Events: Fools Classic and Why You Should Do It
(2016) Day three of Spring Classic Withdrawal looks something like this: Furiously typing terms into Youtube for all of the footage I missed Sunday. Each time I thought I had a decent connection an error message would appear on the black screen. I’ve also read every single article from every single cycling site. I’ve read the open letter about the dangers of disc brakes to the farewell of Fabian Cancellara. Where there was anticipation a week ago, there is a void today. More scheduled cobbled races would saturate this feeling I think.
Luckily in these parts there is one more gravel event to prepare for the 2016 season. Several years ago a bunch of guys met in a parking lot to ride the Delaware Valley’s unpaved sections. More recently the ride split in two, one being the highly successful Hell of Hunterdon, which stays in New Jersey, and the other is the overlooked Fools Classic, which stays in Bucks County. I’ve said before that Hunterdon County's unpaved roads are much different from Bucks County's. I would even dare to say Bucks unpaved roads are in the category of technical.
Where there are hundreds of riders and multiple waves for the Hell of Hunterdon, the Fools Classic is an old-school ride. If the group rides away, one must search within to find the motivation to push forward. My first experience at Fools saw me between groups, too hung-over to catch the lead group and too cold to slow down for the chasers. I wound up catching the stragglers of the lead group with about twenty miles to go. I also downed only half of a water bottle that day.

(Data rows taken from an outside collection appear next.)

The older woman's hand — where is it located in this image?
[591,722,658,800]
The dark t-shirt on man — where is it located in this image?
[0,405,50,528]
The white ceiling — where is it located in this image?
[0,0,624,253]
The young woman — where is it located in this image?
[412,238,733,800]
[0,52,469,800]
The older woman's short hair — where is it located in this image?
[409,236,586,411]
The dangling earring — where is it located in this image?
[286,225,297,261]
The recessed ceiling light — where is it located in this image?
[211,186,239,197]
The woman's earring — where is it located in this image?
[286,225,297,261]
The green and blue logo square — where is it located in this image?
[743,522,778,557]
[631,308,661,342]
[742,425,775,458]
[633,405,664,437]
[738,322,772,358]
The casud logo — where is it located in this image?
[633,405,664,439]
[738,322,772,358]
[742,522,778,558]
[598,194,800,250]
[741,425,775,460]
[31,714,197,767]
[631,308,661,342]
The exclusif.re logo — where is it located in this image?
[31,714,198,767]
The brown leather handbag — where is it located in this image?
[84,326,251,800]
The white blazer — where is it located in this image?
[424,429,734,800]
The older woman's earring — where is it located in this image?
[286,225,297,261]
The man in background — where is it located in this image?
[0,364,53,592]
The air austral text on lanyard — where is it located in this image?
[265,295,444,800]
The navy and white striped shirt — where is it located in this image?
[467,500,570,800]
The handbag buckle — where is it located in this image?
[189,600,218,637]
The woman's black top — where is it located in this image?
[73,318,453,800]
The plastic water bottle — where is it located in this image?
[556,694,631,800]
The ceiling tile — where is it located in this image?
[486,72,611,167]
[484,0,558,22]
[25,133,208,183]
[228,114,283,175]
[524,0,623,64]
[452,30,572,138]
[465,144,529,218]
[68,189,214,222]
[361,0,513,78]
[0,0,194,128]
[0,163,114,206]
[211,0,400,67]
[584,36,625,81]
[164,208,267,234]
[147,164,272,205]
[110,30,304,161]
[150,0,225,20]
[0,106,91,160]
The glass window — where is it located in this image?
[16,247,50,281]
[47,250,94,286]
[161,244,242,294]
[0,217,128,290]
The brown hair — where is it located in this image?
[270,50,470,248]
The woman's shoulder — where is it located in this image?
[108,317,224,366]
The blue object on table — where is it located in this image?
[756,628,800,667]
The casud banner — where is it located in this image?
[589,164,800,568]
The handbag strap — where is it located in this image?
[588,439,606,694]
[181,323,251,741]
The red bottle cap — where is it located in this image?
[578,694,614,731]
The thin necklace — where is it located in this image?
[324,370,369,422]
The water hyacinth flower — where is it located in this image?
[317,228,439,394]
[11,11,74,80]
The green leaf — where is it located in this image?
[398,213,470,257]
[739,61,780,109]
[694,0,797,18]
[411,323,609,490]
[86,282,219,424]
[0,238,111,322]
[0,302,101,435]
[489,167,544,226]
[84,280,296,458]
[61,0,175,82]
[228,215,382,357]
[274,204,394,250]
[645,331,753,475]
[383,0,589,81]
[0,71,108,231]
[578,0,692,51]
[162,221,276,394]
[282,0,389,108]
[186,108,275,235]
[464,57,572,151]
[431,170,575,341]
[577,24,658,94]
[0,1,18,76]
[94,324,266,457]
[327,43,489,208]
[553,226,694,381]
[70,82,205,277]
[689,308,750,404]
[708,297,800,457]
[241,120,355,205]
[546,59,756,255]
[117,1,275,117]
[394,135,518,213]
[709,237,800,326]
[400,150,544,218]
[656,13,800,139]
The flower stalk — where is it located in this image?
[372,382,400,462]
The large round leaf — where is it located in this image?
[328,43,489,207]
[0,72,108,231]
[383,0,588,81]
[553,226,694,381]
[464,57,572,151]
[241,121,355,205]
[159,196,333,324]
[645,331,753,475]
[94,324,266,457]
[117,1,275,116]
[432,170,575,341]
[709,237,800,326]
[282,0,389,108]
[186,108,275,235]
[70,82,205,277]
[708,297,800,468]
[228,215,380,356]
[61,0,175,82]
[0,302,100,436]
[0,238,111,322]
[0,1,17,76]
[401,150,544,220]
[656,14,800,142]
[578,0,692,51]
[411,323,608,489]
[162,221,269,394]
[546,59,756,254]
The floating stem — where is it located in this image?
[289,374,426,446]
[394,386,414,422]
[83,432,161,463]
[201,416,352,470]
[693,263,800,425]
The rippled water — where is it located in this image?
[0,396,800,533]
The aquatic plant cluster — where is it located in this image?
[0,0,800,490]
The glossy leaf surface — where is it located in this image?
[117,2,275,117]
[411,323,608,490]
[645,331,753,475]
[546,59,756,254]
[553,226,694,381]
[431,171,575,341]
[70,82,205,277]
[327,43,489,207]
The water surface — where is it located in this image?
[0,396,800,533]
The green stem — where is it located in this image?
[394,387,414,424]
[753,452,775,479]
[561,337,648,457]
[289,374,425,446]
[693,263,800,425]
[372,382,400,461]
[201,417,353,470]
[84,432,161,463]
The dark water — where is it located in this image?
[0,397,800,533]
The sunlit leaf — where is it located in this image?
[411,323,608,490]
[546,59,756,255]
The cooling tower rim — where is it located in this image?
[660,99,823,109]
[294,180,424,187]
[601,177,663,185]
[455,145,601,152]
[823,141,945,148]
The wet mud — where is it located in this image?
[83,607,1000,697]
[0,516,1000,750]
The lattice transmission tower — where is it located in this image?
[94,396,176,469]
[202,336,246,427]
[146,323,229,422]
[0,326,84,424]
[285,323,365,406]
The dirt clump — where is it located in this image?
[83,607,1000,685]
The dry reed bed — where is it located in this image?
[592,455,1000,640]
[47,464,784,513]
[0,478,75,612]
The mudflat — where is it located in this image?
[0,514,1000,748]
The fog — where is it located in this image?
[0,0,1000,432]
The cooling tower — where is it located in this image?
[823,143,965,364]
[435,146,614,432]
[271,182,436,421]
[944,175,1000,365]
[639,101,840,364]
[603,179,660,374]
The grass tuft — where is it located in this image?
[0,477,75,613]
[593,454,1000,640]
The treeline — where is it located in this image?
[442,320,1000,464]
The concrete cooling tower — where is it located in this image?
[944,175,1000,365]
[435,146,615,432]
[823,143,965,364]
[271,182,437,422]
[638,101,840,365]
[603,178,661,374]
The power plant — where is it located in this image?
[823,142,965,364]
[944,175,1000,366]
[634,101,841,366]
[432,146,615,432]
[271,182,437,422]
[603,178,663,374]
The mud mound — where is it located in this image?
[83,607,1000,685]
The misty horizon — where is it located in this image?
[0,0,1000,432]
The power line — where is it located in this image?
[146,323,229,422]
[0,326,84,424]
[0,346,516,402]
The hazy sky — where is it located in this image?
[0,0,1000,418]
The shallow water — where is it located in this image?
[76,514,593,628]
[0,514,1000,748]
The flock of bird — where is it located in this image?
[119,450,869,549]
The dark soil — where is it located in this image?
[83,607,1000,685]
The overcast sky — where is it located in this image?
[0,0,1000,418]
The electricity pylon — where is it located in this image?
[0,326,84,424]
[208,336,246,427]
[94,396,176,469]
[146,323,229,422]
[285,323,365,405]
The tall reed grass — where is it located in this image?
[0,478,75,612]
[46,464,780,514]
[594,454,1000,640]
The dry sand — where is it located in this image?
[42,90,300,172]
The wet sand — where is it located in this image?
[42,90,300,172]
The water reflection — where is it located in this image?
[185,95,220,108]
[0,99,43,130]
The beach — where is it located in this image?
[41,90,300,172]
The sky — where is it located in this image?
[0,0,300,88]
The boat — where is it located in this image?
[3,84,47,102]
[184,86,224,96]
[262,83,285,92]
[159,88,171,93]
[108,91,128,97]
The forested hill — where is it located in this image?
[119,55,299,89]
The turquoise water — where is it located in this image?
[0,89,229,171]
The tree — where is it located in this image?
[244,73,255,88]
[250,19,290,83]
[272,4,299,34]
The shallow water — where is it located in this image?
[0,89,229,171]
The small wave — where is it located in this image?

These roads are the dark hollows of some German fairy tale. They pass through wrinkled land that aggressively juts up in all directions. There are beautiful experiences to be had in this neck of the woods. It’s eerie and comforting at the same time. When I think of the Fools Classic, I think of the dark pine trees lining dirt roads, still dripping from precipitation and residing amidst fog. I also think I wouldn’t have it any other way.
This is a classic ride that unfortunately doesn’t get the accolades it deserves. It is the truest sense of Bucks County. Don’t worry; the course passes a handful of general stores to stock up at. It has a long drag down River Road to let the legs do their thing. It also has a beer wagon at the end in Mad Princes’ Brewing, a local nanobrewery.
This course makes you work for the result, which is good because when this is all said and done, you may just feel like you’ve had enough of the Spring Classics by this point. The bike may actually cuddle up like a puppy dog longingly searching for an answer to what just happened. Come and ride the roads in my part of the world, I think you'll find them suitably challenging.